Co powiesz na temat konkurencji ? Towarzyszył Ci stres?

Było 15 osób na jedno miejsce, albo i więcej.  Zostały wybrane 32 osoby z kraju, dwie z województwa.  Dało się odczuć presję.

Na ten moment jak wyglądają twoje działania w Sejmie Dzieci i Młodzieży?

Dotąd mieliśmy dwa spotkania. Pierwsze było spotkaniem oficjalnym z panią minister i osobami, które jej pomagają. Byliśmy wszyscy. Miałam szczęście, bo siedziałam bardzo blisko pani minister, twarzą w twarz. Mówiłam jej, co przeszkadza mi w szkole, w końcu jesteśmy powołani do tego, by mówić otwarcie o tym, co sądzimy na temat szkoły, co naszym zdaniem jest nie w porządku, co można naprawić, a co jest dobre. Jesteśmy łącznikami między panią minister a uczniami. Jeśli ktokolwiek miałby jakiś problem, bądź chciał na coś zwrócić uwagę, niech zgłasza się do mnie. Ja bezpośrednio przekażę pani minister wiadomość.

Co chciałabyś zmienić w szkole, co najbardziej rzuca Ci się w oczy?

Głównie chodzi o nasze potrzeby najprostsze i niepozorne. Nie ma ciepłej wody, papieru toaletowego, mydła itp. To podstawowe rzeczy ale jednak istotne. Nie ma również usystematyzowanego samorządu uczniowskiego, nie jest on dokładnie określony w ustawie. Samorząd  uczniowski nie ma także ustalonego budżetu, często jego wpływ na szkołę jest ograniczony. Ważne, by głos uczniów miał znaczenie.

Jakie są twoje plany na przyszłość? Czy Iga Karasińska zamierza zdobywać świat ?

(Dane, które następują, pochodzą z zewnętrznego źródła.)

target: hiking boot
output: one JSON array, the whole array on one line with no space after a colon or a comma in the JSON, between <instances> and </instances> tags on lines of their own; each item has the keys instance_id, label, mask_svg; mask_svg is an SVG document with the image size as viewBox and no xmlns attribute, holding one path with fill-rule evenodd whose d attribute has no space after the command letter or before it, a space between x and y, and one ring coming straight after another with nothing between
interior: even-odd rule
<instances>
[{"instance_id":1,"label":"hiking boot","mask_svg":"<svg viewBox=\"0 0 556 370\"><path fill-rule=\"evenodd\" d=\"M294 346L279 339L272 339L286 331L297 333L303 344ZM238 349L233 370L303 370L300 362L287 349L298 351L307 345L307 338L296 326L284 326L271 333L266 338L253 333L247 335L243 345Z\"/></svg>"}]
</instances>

Chciałabym zostać lekarzem, uwielbiam biologię, chemię, tak samo jak wiedzę o społeczeństwie
i języki. Żeby to połączyć, bycie lekarzem razem z działalnością społeczną, pomyślałam o WHO -
- międzynarodowej organizacji zdrowia, tam chciałabym kiedyś pracować. To łączy obie moje pasje.